De regreso en la sala de control, encontraron a Kramer encorvada ante el monitor, observando la pantalla, que mostraba fluctuaciones de campo. Eran cada vez más pronunciadas. Y los técnicos decían que volvían tres personas como mínimo, y quizá cuatro o cinco. A juzgar por su expresión, era obvio que Kramer estaba en un dilema; quería verlos volver a todos.
—Sigo pensando que el ordenador se equivoca, y que los paneles resistirán —declaró Gordon—. Y al menos podríamos llenar los contenedores y comprobar si aguantan.
Kramer asintió con la cabeza.
—Sí, podemos intentarlo. Pero incluso si no se rompen al llenarlos, no existe ninguna garantía de que no revienten al cabo de un rato, en medio de la operación de tránsito. Y eso sería catastrófico.

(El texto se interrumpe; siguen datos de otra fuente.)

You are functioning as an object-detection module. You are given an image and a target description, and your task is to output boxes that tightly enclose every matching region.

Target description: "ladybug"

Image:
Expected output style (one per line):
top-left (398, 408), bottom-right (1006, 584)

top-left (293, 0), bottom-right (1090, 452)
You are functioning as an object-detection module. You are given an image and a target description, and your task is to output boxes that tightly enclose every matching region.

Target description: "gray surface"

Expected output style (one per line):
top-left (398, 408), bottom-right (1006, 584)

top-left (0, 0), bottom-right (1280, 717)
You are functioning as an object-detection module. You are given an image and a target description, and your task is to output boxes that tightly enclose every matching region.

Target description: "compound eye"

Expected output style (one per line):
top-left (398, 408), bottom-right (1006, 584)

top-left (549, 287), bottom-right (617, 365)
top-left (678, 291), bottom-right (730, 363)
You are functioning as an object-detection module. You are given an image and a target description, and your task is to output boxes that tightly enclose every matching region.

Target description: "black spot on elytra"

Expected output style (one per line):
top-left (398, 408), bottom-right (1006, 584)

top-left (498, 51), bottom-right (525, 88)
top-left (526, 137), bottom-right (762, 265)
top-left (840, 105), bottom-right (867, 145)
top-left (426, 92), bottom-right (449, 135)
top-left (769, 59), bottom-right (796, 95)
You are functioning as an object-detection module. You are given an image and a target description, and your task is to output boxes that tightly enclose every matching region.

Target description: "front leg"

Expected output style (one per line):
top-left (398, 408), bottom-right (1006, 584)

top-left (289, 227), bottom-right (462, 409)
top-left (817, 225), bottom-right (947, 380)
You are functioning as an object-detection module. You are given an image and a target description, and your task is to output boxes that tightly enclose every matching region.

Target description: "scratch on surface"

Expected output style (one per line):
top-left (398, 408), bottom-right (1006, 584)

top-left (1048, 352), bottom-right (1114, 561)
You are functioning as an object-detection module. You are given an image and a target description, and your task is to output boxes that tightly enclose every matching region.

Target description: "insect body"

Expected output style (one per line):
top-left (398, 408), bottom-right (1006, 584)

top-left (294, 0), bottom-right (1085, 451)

Stern se movió inquieto en la silla. Algo le rondaba en el fondo de la mente. Cuando Kramer dijo «revienten», volvieron a desfilar por su cerebro imágenes de automóviles, sucediéndose del mismo modo que antes: coches de carreras, grandes neumáticos de camiones, el hombre de Michelin, un enorme clavo en la carretera y un neumático pasando sobre él.
Reventón.
Los contenedores de agua reventarían. Los neumáticos reventarían. ¿Qué pasaba con los reventones?
—Para salir de dudas —dijo Kramer—, necesitamos reforzar los contenedores.
—Sí, pero ya hemos analizado las posibilidades —respondió Gordon—. No hay manera de reforzarlos.
Stern suspiró.
—¿Cuánto tiempo falta?
—Cincuenta y un minutos —contestó el técnico.
Para asombro de Kate, abajo, en el gran salón, la gente empezó a aplaudir. Había saltado, y ahora se balanceaba en el aire, sujeta al tirante. Y abajo aplaudían, como si aquello fuera un número circense.
Sin pérdida de tiempo, levantó las piernas y se encaramó al tirante.
En el tirante anterior, Guy de Malegant regresaba apresuradamente a la viga central. Era obvio que pretendía cortarle el paso a Kate antes de que abandonara el tirante.
Más ágil que Guy, Kate llegó a la viga central mucho antes que él, y dispuso de un instante para pensar qué hacer.
¿Qué iba a hacer?
Estaba en medio de la armadura vista del tejado, sujeta a una gruesa viga vertical, de un diámetro dos veces mayor que el de un poste de telégrafos. A cada lado de la viga vertical partía en ángulo una riostra oblicua que apuntalaba el tejado. Estas riostras partían de tan abajo que sir Guy, para atrapar a Kate, tendría que agacharse para rodear la viga vertical.
Kate se agachó y ensayó ella misma la maniobra, pasando parcialmente por debajo de la riostra. Era difícil, y sería lento. Volvió a erguirse, y al hacerlo, rozó la daga con la mano. Se había olvidado de que tenía una daga. La sacó y la blandió.
Guy la vio y se echó a reír. A su risa se unieron las de la gente que contemplaba la escena desde abajo. Guy, alzando la voz, hizo algún comentario que el público recibió con mayores carcajadas.